American baseball infielder (born 1987)

Dustin Michael Coleman (born April 20, 1987) is an American former professional baseball infielder. He played in Major League Baseball (MLB) for the Kansas City Royals and San Diego Padres.

==Amateur career==

Born in Sioux Falls, South Dakota, Coleman attended O'Gorman Catholic High School in Sioux Falls, where he played for the school's baseball team. He was named an all-state shortstop his junior and senior seasons, and went on to play baseball at Wichita State University. In 2008, he played collegiate summer baseball in the Cape Cod Baseball League for the Bourne Braves, and was named a league all-star.

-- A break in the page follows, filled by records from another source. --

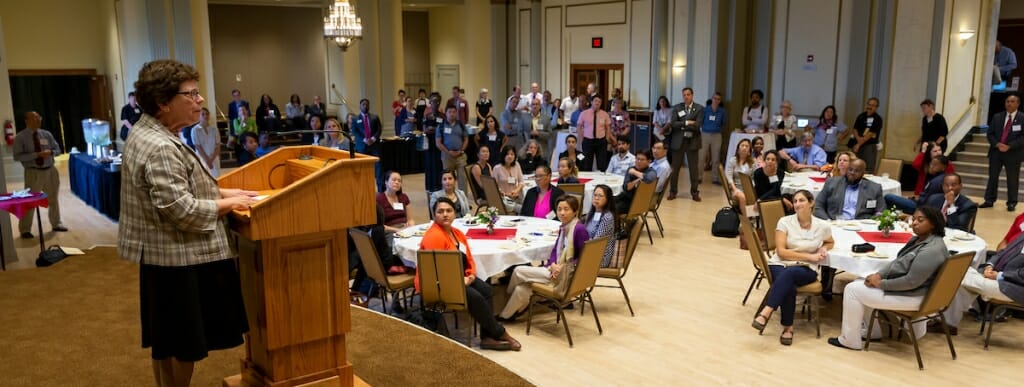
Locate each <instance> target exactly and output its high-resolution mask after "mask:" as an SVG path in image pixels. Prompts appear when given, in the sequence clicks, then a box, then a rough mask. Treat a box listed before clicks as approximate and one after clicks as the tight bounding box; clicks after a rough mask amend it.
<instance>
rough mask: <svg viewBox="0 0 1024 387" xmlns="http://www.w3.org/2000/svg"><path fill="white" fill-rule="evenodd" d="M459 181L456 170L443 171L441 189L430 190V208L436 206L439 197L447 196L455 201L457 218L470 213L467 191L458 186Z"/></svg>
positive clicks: (455, 215) (460, 217) (446, 196)
mask: <svg viewBox="0 0 1024 387" xmlns="http://www.w3.org/2000/svg"><path fill="white" fill-rule="evenodd" d="M458 183H459V181H458V179H457V178H456V174H455V171H453V170H451V169H445V170H443V171H441V190H435V191H433V192H430V208H434V203H437V199H439V198H447V199H450V200H451V201H452V202H455V216H456V217H457V218H461V217H463V216H466V215H467V214H470V209H469V199H468V198H466V192H464V191H463V190H462V189H459V188H458Z"/></svg>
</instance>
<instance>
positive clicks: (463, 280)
mask: <svg viewBox="0 0 1024 387" xmlns="http://www.w3.org/2000/svg"><path fill="white" fill-rule="evenodd" d="M416 261H417V263H416V265H417V267H418V268H419V270H418V271H419V275H420V300H421V302H422V304H423V306H424V307H426V308H430V307H438V306H441V305H443V307H444V311H459V310H466V307H467V305H466V283H465V281H464V279H463V275H464V273H465V266H464V265H463V262H462V254H461V253H460V252H458V251H453V250H421V251H419V252H418V253H417V254H416Z"/></svg>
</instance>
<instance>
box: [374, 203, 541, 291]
mask: <svg viewBox="0 0 1024 387" xmlns="http://www.w3.org/2000/svg"><path fill="white" fill-rule="evenodd" d="M560 224H561V223H560V222H559V221H557V220H548V219H540V218H532V217H524V216H502V217H500V218H499V219H498V223H497V224H496V225H495V234H494V235H486V234H485V232H486V231H485V229H486V227H484V226H483V225H478V224H473V225H467V224H466V220H465V218H460V219H456V220H455V221H454V222H453V223H452V225H453V226H454V227H455V228H458V229H459V230H461V231H463V232H466V233H467V234H466V238H467V240H468V241H469V249H470V252H471V253H472V254H473V260H474V261H475V262H476V276H477V277H479V278H483V279H485V278H489V277H490V276H493V275H495V274H498V273H500V272H502V271H505V269H507V268H509V267H511V266H514V265H519V264H523V263H530V262H534V261H540V260H547V259H548V258H549V257H550V256H551V248H552V247H554V246H555V240H556V239H557V238H558V226H559V225H560ZM430 225H431V223H426V224H419V225H415V226H412V227H408V228H406V229H403V230H401V231H399V232H397V233H396V234H395V239H394V250H395V254H397V255H398V256H399V257H401V259H402V261H404V262H406V264H408V265H410V266H414V267H415V266H416V253H417V252H418V251H419V250H420V241H421V240H423V231H426V230H427V228H429V227H430ZM477 233H480V234H477ZM403 236H404V238H403Z"/></svg>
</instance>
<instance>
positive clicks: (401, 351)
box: [0, 247, 531, 386]
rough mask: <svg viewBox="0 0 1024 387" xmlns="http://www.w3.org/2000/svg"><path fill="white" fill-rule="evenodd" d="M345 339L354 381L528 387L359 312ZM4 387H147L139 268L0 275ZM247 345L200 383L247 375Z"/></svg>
mask: <svg viewBox="0 0 1024 387" xmlns="http://www.w3.org/2000/svg"><path fill="white" fill-rule="evenodd" d="M351 315H352V332H351V333H350V334H349V335H347V336H346V338H347V341H348V359H349V362H351V363H352V364H353V367H354V370H355V374H356V375H358V376H359V377H360V378H362V380H365V381H367V382H368V383H370V384H371V385H375V386H415V385H467V386H482V385H490V386H528V385H531V384H530V383H529V382H527V381H526V380H524V379H522V378H521V377H519V376H517V375H515V374H513V373H512V372H511V371H509V370H508V369H506V368H504V367H502V365H500V364H498V363H496V362H494V361H493V360H490V359H487V358H486V357H484V356H481V355H480V354H478V353H476V352H474V351H472V350H470V349H468V348H466V347H465V346H463V345H461V344H458V343H455V342H452V341H449V340H446V339H443V338H441V337H439V336H436V335H433V334H431V333H428V332H427V331H423V330H420V329H418V328H417V327H414V326H411V325H408V324H406V322H404V321H401V320H398V319H395V318H392V317H389V316H385V315H383V314H380V313H377V312H374V311H369V310H366V309H360V308H352V313H351ZM0 327H2V328H0V385H5V386H148V385H153V384H154V383H153V369H152V367H151V362H150V351H148V350H145V349H142V348H141V347H140V336H139V335H140V334H139V317H138V266H137V265H135V264H132V263H129V262H125V261H122V260H120V259H118V258H117V251H116V250H115V249H114V248H103V247H100V248H96V249H94V250H91V251H88V252H87V254H86V255H84V256H76V257H70V258H68V259H67V260H66V261H63V262H60V263H58V264H56V265H54V266H52V267H47V268H38V269H37V268H32V269H23V270H10V271H4V272H0ZM244 351H245V350H244V348H243V347H238V348H233V349H229V350H223V351H216V352H211V354H210V357H208V358H207V359H205V360H203V361H201V362H199V363H198V364H197V368H196V373H195V375H194V378H193V385H195V386H219V385H220V381H221V379H223V378H224V377H226V376H230V375H233V374H238V373H239V359H240V358H241V357H243V356H244Z"/></svg>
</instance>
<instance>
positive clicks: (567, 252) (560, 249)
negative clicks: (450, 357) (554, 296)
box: [498, 195, 590, 321]
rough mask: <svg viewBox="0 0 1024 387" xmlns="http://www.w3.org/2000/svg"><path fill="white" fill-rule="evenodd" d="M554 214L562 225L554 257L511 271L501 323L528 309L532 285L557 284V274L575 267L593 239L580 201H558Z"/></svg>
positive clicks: (513, 320) (559, 274)
mask: <svg viewBox="0 0 1024 387" xmlns="http://www.w3.org/2000/svg"><path fill="white" fill-rule="evenodd" d="M555 205H556V207H555V213H556V214H557V215H558V220H560V221H561V222H562V225H561V227H559V228H558V239H557V240H555V246H554V248H552V249H551V257H550V258H548V261H547V262H545V263H544V265H542V266H518V267H516V268H515V270H514V271H512V278H511V279H510V281H509V286H508V292H509V299H508V303H506V304H505V309H502V312H501V313H499V314H498V319H499V320H502V321H514V320H515V319H516V318H518V317H519V316H520V315H522V313H523V312H525V311H526V307H527V306H529V297H530V296H531V295H532V294H534V291H532V290H531V288H530V284H531V283H541V284H544V283H556V281H557V279H558V275H560V274H561V273H562V268H563V267H564V266H565V265H566V264H574V263H575V262H577V260H579V259H580V253H581V252H582V251H583V245H584V244H585V243H587V240H589V239H590V234H588V233H587V225H586V224H584V223H581V222H580V216H579V215H580V200H579V199H577V198H575V197H573V196H570V195H565V196H562V197H560V198H558V201H557V202H555Z"/></svg>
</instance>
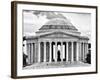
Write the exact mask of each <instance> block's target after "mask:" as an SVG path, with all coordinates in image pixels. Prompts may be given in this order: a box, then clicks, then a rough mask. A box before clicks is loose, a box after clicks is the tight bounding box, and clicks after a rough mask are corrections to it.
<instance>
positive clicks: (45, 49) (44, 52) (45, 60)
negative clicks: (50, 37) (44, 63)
mask: <svg viewBox="0 0 100 80" xmlns="http://www.w3.org/2000/svg"><path fill="white" fill-rule="evenodd" d="M44 62H46V42H44Z"/></svg>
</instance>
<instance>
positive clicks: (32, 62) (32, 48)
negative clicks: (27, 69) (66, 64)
mask: <svg viewBox="0 0 100 80" xmlns="http://www.w3.org/2000/svg"><path fill="white" fill-rule="evenodd" d="M32 63H33V43H31V64H32Z"/></svg>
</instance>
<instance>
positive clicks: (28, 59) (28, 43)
mask: <svg viewBox="0 0 100 80" xmlns="http://www.w3.org/2000/svg"><path fill="white" fill-rule="evenodd" d="M27 53H28V64H30V44H29V43H28V44H27Z"/></svg>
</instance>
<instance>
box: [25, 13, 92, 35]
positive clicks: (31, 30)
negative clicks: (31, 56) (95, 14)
mask: <svg viewBox="0 0 100 80" xmlns="http://www.w3.org/2000/svg"><path fill="white" fill-rule="evenodd" d="M23 18H24V19H23V20H24V21H23V22H24V28H23V33H24V35H35V32H36V31H38V29H39V28H41V27H42V25H44V24H45V23H46V22H47V21H49V20H50V19H53V18H64V19H68V20H70V22H71V23H72V24H73V25H74V26H75V27H76V28H77V29H78V31H80V32H81V34H82V35H83V36H88V37H90V36H91V34H90V33H91V14H89V13H87V14H86V13H67V12H66V13H62V12H46V11H24V12H23Z"/></svg>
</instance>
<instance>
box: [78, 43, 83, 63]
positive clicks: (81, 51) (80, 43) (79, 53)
mask: <svg viewBox="0 0 100 80" xmlns="http://www.w3.org/2000/svg"><path fill="white" fill-rule="evenodd" d="M79 49H80V50H79V60H80V61H81V54H82V51H81V42H80V48H79Z"/></svg>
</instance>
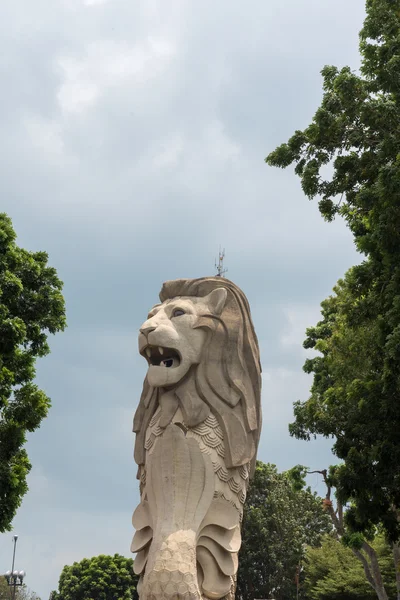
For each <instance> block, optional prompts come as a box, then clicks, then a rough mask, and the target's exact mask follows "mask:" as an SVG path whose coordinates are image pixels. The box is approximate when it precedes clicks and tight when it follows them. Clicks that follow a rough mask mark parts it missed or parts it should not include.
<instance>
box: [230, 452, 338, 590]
mask: <svg viewBox="0 0 400 600" xmlns="http://www.w3.org/2000/svg"><path fill="white" fill-rule="evenodd" d="M303 469H304V468H303V467H299V468H295V469H294V470H292V471H290V472H287V473H278V471H277V469H276V467H275V465H271V464H263V463H262V462H260V461H258V462H257V467H256V472H255V476H254V479H253V481H252V482H251V484H250V488H249V491H248V495H247V500H246V504H245V508H244V515H243V525H242V538H243V542H242V547H241V550H240V555H239V571H238V582H237V592H236V595H237V598H239V599H240V600H254V598H269V597H273V598H277V599H281V598H295V597H296V584H295V578H296V574H297V569H298V565H299V561H300V560H301V558H302V557H303V554H304V546H305V545H306V544H310V545H317V544H319V541H320V539H321V536H322V535H323V534H324V533H326V532H327V531H329V530H330V528H331V527H330V524H329V519H328V517H327V515H326V514H325V513H324V512H323V510H322V502H321V498H319V497H318V496H317V495H315V494H313V493H312V492H311V491H310V489H309V488H307V489H303V488H304V485H299V480H300V478H299V477H298V475H299V473H300V472H302V470H303ZM293 471H294V472H295V476H294V477H293ZM302 481H303V483H304V479H303V480H302Z"/></svg>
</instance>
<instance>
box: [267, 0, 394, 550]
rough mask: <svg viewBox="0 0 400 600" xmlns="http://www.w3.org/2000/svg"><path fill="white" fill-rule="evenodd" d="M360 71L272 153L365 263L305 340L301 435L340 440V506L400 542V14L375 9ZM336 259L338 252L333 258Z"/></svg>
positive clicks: (364, 524) (342, 279)
mask: <svg viewBox="0 0 400 600" xmlns="http://www.w3.org/2000/svg"><path fill="white" fill-rule="evenodd" d="M366 11H367V14H366V19H365V22H364V26H363V28H362V30H361V33H360V52H361V58H362V63H361V70H360V73H359V74H358V73H355V72H353V71H352V70H351V69H350V68H349V67H344V68H342V69H338V68H336V67H334V66H327V67H325V68H324V69H323V70H322V76H323V99H322V103H321V106H320V107H319V108H318V110H317V112H316V113H315V116H314V118H313V121H312V123H311V124H310V125H309V126H308V127H307V128H306V129H305V130H304V131H296V132H295V134H294V135H293V136H292V137H291V138H290V140H289V141H288V142H287V143H285V144H282V145H281V146H279V147H278V148H277V149H276V150H275V151H273V152H271V154H269V156H268V157H267V158H266V162H267V163H268V164H269V165H273V166H278V167H282V168H284V167H287V166H289V165H291V164H294V166H295V172H296V174H297V175H298V176H299V177H300V180H301V185H302V188H303V191H304V193H305V194H306V196H308V198H310V199H311V198H315V197H318V198H319V209H320V212H321V215H322V216H323V218H324V219H326V220H327V221H331V220H332V219H333V218H334V217H335V216H336V215H339V216H341V217H342V218H344V219H345V222H346V224H347V225H348V227H349V228H350V230H351V232H352V234H353V237H354V242H355V245H356V248H357V249H358V251H359V252H360V253H362V254H363V256H364V259H363V262H362V263H361V264H359V265H356V266H354V267H352V268H351V269H350V270H349V271H348V272H347V273H346V274H345V276H344V277H343V278H342V279H341V280H339V281H338V283H337V284H336V286H335V288H334V293H333V295H332V296H331V297H329V298H328V299H327V300H325V301H324V302H323V303H322V319H321V321H320V322H319V323H318V324H317V325H316V326H315V327H311V328H309V329H308V330H307V338H306V341H305V343H304V346H305V348H309V349H313V350H316V351H318V353H319V355H318V356H316V357H314V358H310V359H308V360H307V361H306V363H305V365H304V370H305V371H306V372H307V373H312V374H313V377H314V379H313V385H312V388H311V395H310V397H309V399H308V400H307V401H305V402H297V403H296V404H295V422H294V423H293V424H292V425H291V426H290V432H291V434H292V435H294V436H296V437H298V438H301V439H309V438H310V437H311V436H315V435H323V436H326V437H333V438H334V445H333V452H334V453H335V454H336V456H337V457H338V458H339V459H341V460H342V461H343V465H342V466H341V467H340V469H339V470H338V472H337V494H338V499H339V501H340V502H342V503H343V504H345V503H346V502H348V501H350V503H351V506H350V508H349V510H348V511H347V512H346V515H345V519H346V521H347V524H348V526H350V527H351V528H352V529H353V531H355V532H357V531H364V532H367V531H369V530H371V528H372V527H373V526H374V525H378V524H382V525H383V527H384V530H385V531H386V533H387V535H388V536H389V537H390V539H391V540H392V541H395V540H397V539H398V538H399V536H400V520H399V518H398V514H399V513H398V511H399V508H400V485H399V481H400V443H399V442H400V437H399V430H400V402H399V397H400V5H399V2H398V1H397V0H367V2H366ZM333 251H334V249H333Z"/></svg>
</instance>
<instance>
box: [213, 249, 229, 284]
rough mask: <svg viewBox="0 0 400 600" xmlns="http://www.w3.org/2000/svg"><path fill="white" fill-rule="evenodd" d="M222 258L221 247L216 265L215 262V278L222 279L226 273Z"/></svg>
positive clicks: (219, 249)
mask: <svg viewBox="0 0 400 600" xmlns="http://www.w3.org/2000/svg"><path fill="white" fill-rule="evenodd" d="M224 258H225V248H224V249H223V250H222V251H221V247H220V248H219V254H218V263H217V261H215V268H216V270H217V274H216V277H223V276H224V274H225V273H227V272H228V269H224Z"/></svg>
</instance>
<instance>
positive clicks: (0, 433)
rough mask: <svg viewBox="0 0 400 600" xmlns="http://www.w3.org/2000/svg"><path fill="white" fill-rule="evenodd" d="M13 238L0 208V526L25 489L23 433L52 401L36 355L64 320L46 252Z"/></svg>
mask: <svg viewBox="0 0 400 600" xmlns="http://www.w3.org/2000/svg"><path fill="white" fill-rule="evenodd" d="M15 240H16V234H15V231H14V229H13V227H12V223H11V220H10V219H9V217H8V216H7V215H5V214H0V532H4V531H7V530H9V529H10V528H11V521H12V519H13V518H14V515H15V513H16V510H17V508H18V507H19V505H20V504H21V501H22V498H23V496H24V494H25V493H26V492H27V489H28V486H27V483H26V476H27V474H28V472H29V470H30V468H31V465H30V463H29V459H28V456H27V453H26V451H25V450H24V448H23V446H24V444H25V441H26V433H27V432H32V431H35V429H37V428H38V427H39V426H40V423H41V421H42V419H43V418H44V417H45V416H46V415H47V411H48V409H49V406H50V399H49V398H48V397H47V396H46V394H45V393H44V392H43V391H42V390H40V389H39V388H38V387H37V385H35V384H34V379H35V361H36V359H37V358H38V357H42V356H45V355H46V354H48V353H49V351H50V350H49V346H48V343H47V335H48V334H49V333H56V332H57V331H62V330H63V329H64V328H65V325H66V321H65V306H64V298H63V296H62V294H61V290H62V282H61V281H60V280H59V279H58V277H57V273H56V270H55V269H54V268H52V267H50V266H48V264H47V260H48V256H47V254H46V253H45V252H29V251H27V250H24V249H23V248H19V247H18V246H17V245H16V241H15Z"/></svg>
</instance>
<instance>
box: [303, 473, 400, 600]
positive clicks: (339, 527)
mask: <svg viewBox="0 0 400 600" xmlns="http://www.w3.org/2000/svg"><path fill="white" fill-rule="evenodd" d="M310 473H320V475H322V477H323V479H324V482H325V485H326V496H325V502H324V506H325V510H326V511H327V512H328V514H329V516H330V518H331V521H332V524H333V527H334V529H335V532H336V536H337V539H338V540H340V539H341V538H342V537H343V535H344V534H345V525H344V521H343V506H342V505H341V503H340V502H337V510H336V511H335V509H334V507H333V503H332V501H331V493H332V486H331V485H330V483H329V482H328V479H327V471H326V470H324V471H310ZM397 551H398V556H397V558H398V561H397V569H396V582H397V600H400V595H399V590H400V588H399V583H400V571H399V567H400V548H399V547H397ZM352 552H353V554H354V556H355V557H356V558H357V559H358V560H359V561H360V562H361V564H362V566H363V569H364V573H365V577H366V579H367V581H368V583H369V584H370V586H371V587H372V588H373V590H374V591H375V593H376V595H377V596H378V599H379V600H388V595H387V593H386V589H385V585H384V583H383V579H382V575H381V569H380V566H379V563H378V557H377V554H376V552H375V550H374V549H373V548H372V546H370V545H369V544H368V542H366V541H364V542H363V544H362V547H361V549H360V550H358V549H356V548H352ZM393 553H394V548H393ZM393 555H394V554H393Z"/></svg>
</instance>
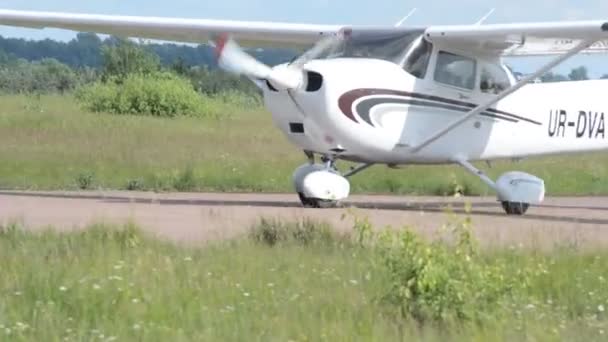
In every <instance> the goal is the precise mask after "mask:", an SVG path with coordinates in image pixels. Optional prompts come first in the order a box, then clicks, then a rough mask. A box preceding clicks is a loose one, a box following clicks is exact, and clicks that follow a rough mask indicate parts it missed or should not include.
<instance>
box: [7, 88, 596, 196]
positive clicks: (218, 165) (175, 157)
mask: <svg viewBox="0 0 608 342" xmlns="http://www.w3.org/2000/svg"><path fill="white" fill-rule="evenodd" d="M211 107H212V108H213V110H214V111H216V112H217V113H220V114H221V115H220V118H219V119H212V118H209V119H194V118H179V119H159V118H150V117H136V116H113V115H104V114H91V113H86V112H84V111H83V110H81V109H80V108H79V107H78V105H77V104H76V102H75V101H74V99H73V98H72V97H69V96H66V97H60V96H43V97H41V98H36V97H33V96H2V97H0V146H1V147H0V161H1V162H0V187H1V188H10V189H35V190H42V189H44V190H52V189H77V188H106V189H107V188H112V189H134V190H135V189H137V190H141V189H148V190H161V191H162V190H179V191H192V190H205V191H268V192H291V191H292V186H291V174H292V172H293V170H294V169H295V168H296V167H297V166H298V165H300V164H302V163H303V162H304V160H305V159H304V157H303V155H302V153H301V152H300V151H298V150H297V149H296V147H294V146H292V145H291V144H290V143H288V141H287V139H286V138H285V137H283V136H282V134H281V133H280V132H279V131H278V130H277V129H275V128H274V126H273V125H272V120H271V118H270V115H269V114H268V113H267V112H265V111H264V110H263V109H262V108H261V107H259V106H253V107H252V106H249V107H245V106H236V105H230V104H225V103H221V102H220V101H214V102H213V104H212V105H211ZM607 165H608V156H605V155H603V154H592V155H583V156H576V157H551V158H544V159H537V160H533V161H525V162H522V163H518V164H513V163H510V162H503V163H497V164H496V165H495V166H494V168H492V169H491V170H489V174H491V175H492V176H497V175H499V174H500V173H502V172H504V171H506V170H513V169H517V170H521V171H527V172H531V173H533V174H535V175H538V176H540V177H541V178H543V179H545V180H546V183H547V188H548V192H549V194H551V195H566V194H567V195H582V194H587V195H600V194H603V195H606V194H608V182H607V181H606V180H607V179H608V169H607ZM352 187H353V191H354V192H359V193H394V194H431V195H444V194H448V195H449V194H452V193H454V192H455V191H456V190H457V189H460V190H463V191H464V192H465V193H467V194H475V195H477V194H490V192H489V190H488V189H487V188H486V187H485V186H484V185H483V184H481V182H479V181H478V180H477V179H476V178H474V177H472V176H470V175H468V174H467V173H466V172H464V171H463V170H461V169H460V168H459V167H452V166H432V167H426V166H413V167H409V168H406V169H404V170H399V171H395V170H389V169H387V168H385V167H381V166H378V167H374V168H372V169H370V170H368V171H366V172H364V173H362V174H360V175H358V176H356V177H354V178H353V181H352Z"/></svg>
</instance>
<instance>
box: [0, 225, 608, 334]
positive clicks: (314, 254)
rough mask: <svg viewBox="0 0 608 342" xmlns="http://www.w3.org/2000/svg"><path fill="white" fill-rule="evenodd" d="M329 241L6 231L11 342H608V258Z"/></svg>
mask: <svg viewBox="0 0 608 342" xmlns="http://www.w3.org/2000/svg"><path fill="white" fill-rule="evenodd" d="M330 228H331V227H329V226H327V225H325V224H322V223H316V222H310V221H303V222H296V223H284V222H276V221H272V220H265V221H262V222H261V223H260V225H258V226H256V227H253V228H252V230H251V233H250V235H249V237H248V238H240V239H236V240H232V241H225V242H215V243H213V244H211V245H206V246H200V247H184V246H179V245H174V244H171V243H168V242H164V241H160V240H155V239H153V238H150V237H148V236H146V235H144V234H142V233H141V231H140V230H138V229H137V227H136V226H134V225H132V224H127V225H125V226H124V227H111V226H105V225H97V226H92V227H90V229H88V230H87V231H84V232H72V233H56V232H50V231H49V232H43V233H28V232H25V231H23V230H22V229H21V228H20V227H18V226H8V227H3V228H2V229H0V260H2V267H1V268H0V295H1V296H2V301H1V302H0V339H6V340H36V341H40V340H44V341H55V340H101V341H114V340H146V341H165V340H178V341H181V340H184V341H185V340H265V341H266V340H273V341H274V340H281V341H288V340H293V341H299V340H315V341H316V340H349V341H350V340H382V341H385V340H424V341H445V340H449V341H471V340H478V341H486V340H491V341H500V340H504V341H526V340H528V341H555V340H566V341H572V340H583V341H602V340H605V337H606V333H607V332H608V320H607V317H606V314H607V313H606V308H607V307H608V286H606V285H607V284H606V282H607V279H606V278H607V274H608V255H607V254H606V253H605V252H598V253H592V252H590V251H586V252H581V251H577V250H571V249H563V250H560V249H557V250H554V251H552V252H545V253H540V252H535V251H525V250H517V249H505V250H495V251H485V252H481V251H479V250H478V249H477V248H476V247H475V246H474V245H475V244H474V239H473V238H472V237H471V236H470V235H468V233H467V232H468V230H467V223H466V222H464V223H456V224H455V225H453V226H451V228H450V229H449V230H447V231H446V232H445V233H444V235H442V236H439V237H438V238H439V239H438V240H436V241H426V240H420V239H418V237H416V236H415V235H413V234H411V233H409V232H408V231H378V230H376V229H374V228H373V227H371V226H369V225H367V224H366V223H365V221H359V222H358V223H357V226H356V227H355V234H354V235H353V236H350V237H349V236H342V235H337V234H336V233H332V232H333V230H332V229H330Z"/></svg>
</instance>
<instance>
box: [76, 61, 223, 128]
mask: <svg viewBox="0 0 608 342" xmlns="http://www.w3.org/2000/svg"><path fill="white" fill-rule="evenodd" d="M76 95H77V98H78V100H79V101H80V102H81V104H83V105H84V107H85V108H86V109H87V110H90V111H92V112H105V113H112V114H131V115H153V116H160V117H176V116H182V115H187V116H210V115H212V111H211V110H209V108H208V106H206V105H205V103H204V101H203V98H202V97H201V96H200V95H199V94H198V93H197V92H196V91H195V90H194V89H193V88H192V85H191V84H190V82H189V81H187V80H185V79H183V78H180V77H178V76H176V75H174V74H171V73H167V72H164V73H156V74H154V75H148V76H145V75H137V74H133V75H129V76H127V77H126V78H124V79H120V80H118V79H115V80H109V81H108V82H106V83H102V82H97V83H94V84H91V85H88V86H85V87H83V88H81V89H80V90H79V91H78V92H77V94H76Z"/></svg>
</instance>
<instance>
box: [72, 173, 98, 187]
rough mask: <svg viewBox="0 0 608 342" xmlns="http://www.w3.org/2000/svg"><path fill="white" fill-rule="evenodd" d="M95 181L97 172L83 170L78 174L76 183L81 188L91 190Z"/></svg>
mask: <svg viewBox="0 0 608 342" xmlns="http://www.w3.org/2000/svg"><path fill="white" fill-rule="evenodd" d="M94 182H95V174H94V173H92V172H83V173H79V174H78V175H77V176H76V185H77V186H78V189H80V190H91V189H92V188H93V184H94Z"/></svg>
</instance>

He was drafted by the Oakland Athletics in the 28th round of the 2008 Major League Baseball draft.

==Professional career==
===Oakland Athletics===
In 2014, playing for the Double-A Midland RockHounds, Coleman batted .223/.300/.397 with 18 home runs, and led all minor leaguers with 500 or more plate appearances with a strikeout percentage of 36.5%.

===Kansas City Royals===
On January 16, 2015, Coleman signed a minor league contract with the Kansas City Royals organization. He was assigned to the Double–A Northwest Arkansas Naturals to begin the year. On July 3, Coleman was selected to the 40-man roster and promoted to the major leagues for the first time. He appeared in four games for the Royals, and was designated for assignment on September 7. Coleman spent the remainder of the year with the Triple–A Omaha Storm Chasers, and elected free agency following the season on November 6.

On November 9, 2015, Coleman re–signed with the Royals on a minor league contract. In 63 games split between Omaha and the rookie–level Arizona League Royals, he batted .244/.302/.418 with six home runs, 26 RBI, and eight stolen bases. Coleman elected free agency following the season on November 7, 2016.

===San Diego Padres===
On December 5, 2016, Coleman signed a minor league contract with the San Diego Padres. He appeared in 27 games for the Padres in 2017, hitting .227/.268/.455 with four home runs, nine RBI, and one stolen base. On September 18, 2017, Coleman was designated for assignment by the Padres. He cleared waivers and was sent outright to the Triple-A El Paso Chihuahuas on September 21. Comeman elected free agency on October 2.

On November 16, 2017, Coleman re-signed with the Padres on a minor league contract. In 103 games for the Triple-A El Paso Chihuahuas, he batted .202/.268/.397 with 13 home runs and 36 RBI. Coleman elected free agency following the season on November 2, 2018.